= Functional Requirements for Bibliographic Records =

Approach to library cataloging

Functional Requirements for Bibliographic Records (FRBR; /ˈfɜrbər/) is a conceptual entity–relationship model developed by the International Federation of Library Associations and Institutions (IFLA) that relates user tasks of retrieval and access in online library catalogues and bibliographic databases from a user’s perspective. It represents a more holistic approach to retrieval and access as the relationships between the entities provide links to navigate through the hierarchy of relationships. The model is significant because it is separate from specific cataloguing standards such as Anglo-American Cataloguing Rules (AACR), Resource Description and Access (RDA) and International Standard Bibliographic Description (ISBD).

==User tasks==
The ways that people can use FRBR data have been defined as follows: to find entities in a search, to identify an entity as being the correct one, to select an entity that suits the user's needs, or to obtain an entity (physical access or licensing).

FRBR comprises groups of entities:
- Group 1 entities are work, expression, manifestation, and item (WEMI). They represent the products of intellectual or artistic endeavour.
- Group 2 entities are person, family and corporate body, responsible for the custodianship of Group 1’s intellectual or artistic endeavor.
- Group 3 entities are subjects of Group 1 or Group 2’s intellectual endeavor, and include concepts, objects, events, and places.

Group 1 entities

Group 1 entities are the foundation of the FRBR model:
- Work is a "distinct intellectual or artistic creation." For example, Beethoven's Ninth Symphony, regardless of who performed it, is a work.
- Expression is "the specific intellectual or artistic form that a work takes each time it is 'realized.'" An audiobook and a text edition of a book are different expressions of the same work. For music, this covers both writing down the sheet music as well as performing it. Each draft of the score is an expression. The professionally-recorded 1996 London Philharmonic performance of Beethoven's Ninth is another expression.
- Manifestation is "the physical embodiment of an expression of a work. As an entity, manifestation represents all the physical objects that bear the same characteristics, in respect to both intellectual content and physical form." The recordings of that 1996 performance released on vinyl are one manifestation. The same performance released on CD is another manifestation.
- Item is "a single exemplar of a manifestation. The entity defined as item is a concrete entity." Each copy of the 1996 vinyl pressings is an item.

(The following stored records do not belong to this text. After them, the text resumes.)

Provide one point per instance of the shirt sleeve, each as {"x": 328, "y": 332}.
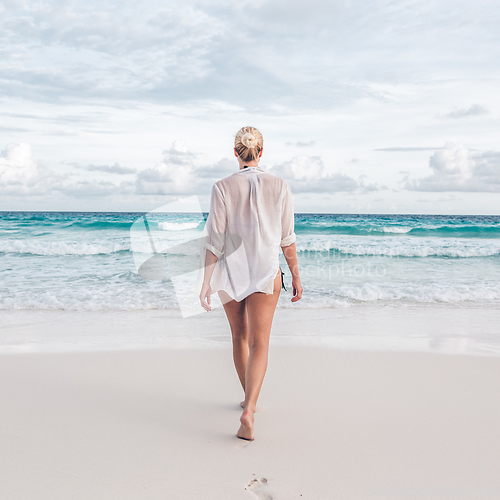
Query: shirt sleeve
{"x": 287, "y": 222}
{"x": 216, "y": 223}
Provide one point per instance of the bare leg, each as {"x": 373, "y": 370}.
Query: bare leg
{"x": 237, "y": 317}
{"x": 260, "y": 312}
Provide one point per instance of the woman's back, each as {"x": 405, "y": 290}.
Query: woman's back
{"x": 251, "y": 215}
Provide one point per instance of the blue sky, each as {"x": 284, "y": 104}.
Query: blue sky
{"x": 371, "y": 107}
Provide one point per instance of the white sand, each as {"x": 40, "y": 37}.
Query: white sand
{"x": 332, "y": 425}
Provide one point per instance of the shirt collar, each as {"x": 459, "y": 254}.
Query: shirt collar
{"x": 249, "y": 169}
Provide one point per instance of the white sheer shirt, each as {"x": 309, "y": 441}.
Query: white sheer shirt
{"x": 251, "y": 216}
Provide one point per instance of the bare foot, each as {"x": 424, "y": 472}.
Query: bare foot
{"x": 246, "y": 428}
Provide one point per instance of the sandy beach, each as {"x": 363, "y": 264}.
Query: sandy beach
{"x": 331, "y": 425}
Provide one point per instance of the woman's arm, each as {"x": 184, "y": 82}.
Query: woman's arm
{"x": 290, "y": 253}
{"x": 205, "y": 293}
{"x": 214, "y": 245}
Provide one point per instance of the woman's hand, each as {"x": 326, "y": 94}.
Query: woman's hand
{"x": 205, "y": 296}
{"x": 297, "y": 289}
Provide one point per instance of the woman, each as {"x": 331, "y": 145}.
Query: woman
{"x": 251, "y": 216}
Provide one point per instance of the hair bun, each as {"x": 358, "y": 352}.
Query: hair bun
{"x": 249, "y": 140}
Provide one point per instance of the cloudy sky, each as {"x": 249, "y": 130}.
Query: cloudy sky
{"x": 370, "y": 107}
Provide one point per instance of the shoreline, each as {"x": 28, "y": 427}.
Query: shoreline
{"x": 330, "y": 424}
{"x": 440, "y": 329}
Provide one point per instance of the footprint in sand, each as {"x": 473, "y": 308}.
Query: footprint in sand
{"x": 259, "y": 488}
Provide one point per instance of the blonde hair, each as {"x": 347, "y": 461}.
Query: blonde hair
{"x": 248, "y": 143}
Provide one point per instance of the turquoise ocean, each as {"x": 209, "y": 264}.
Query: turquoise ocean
{"x": 77, "y": 261}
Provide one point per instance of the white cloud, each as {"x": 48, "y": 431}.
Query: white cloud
{"x": 307, "y": 174}
{"x": 472, "y": 110}
{"x": 22, "y": 174}
{"x": 111, "y": 169}
{"x": 456, "y": 168}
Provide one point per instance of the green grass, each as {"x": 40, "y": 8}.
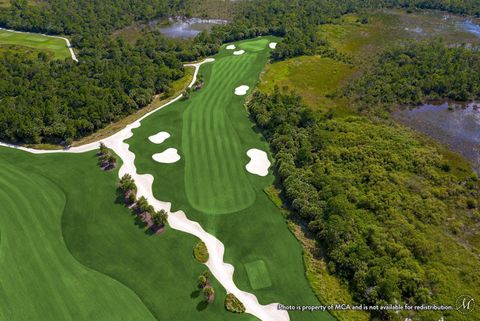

Group 1 entities are not strictly hierarchical, because entities do not always inherit properties from other entities. Despite initial positive assessments of FRBR clarifying the thoughts around the conceptual underpinnings of works, there has been later disagreement about what the Group 1 entities actually mean. The distinction between Works and Expressions is also unclear in many cases.

==Relationships==
In addition to the relationships between Group 1 and Groups 2 and 3 discussed above, there are many additional relationships covering such things as digitized editions of a work to the original text, and derivative works such as adaptations and parodies, or new texts which are critical evaluations of a pre-existing text. FRBR is built upon relationships between and among entities. "Relationships serve as the vehicle for depicting the link between one entity and another, and thus as the means of assisting the user to ‘navigate’ the universe that is represented in a bibliography, catalogue, or bibliographic database." Examples of relationship types include, but are not limited to:

===Equivalence relationships===
Equivalence relationships exist between exact copies of the same manifestation of a work or between an original item and reproductions of it, so long as the intellectual content and authorship are preserved. Examples include reproductions such as copies, issues, facsimiles and reprints, photocopies, and microfilms.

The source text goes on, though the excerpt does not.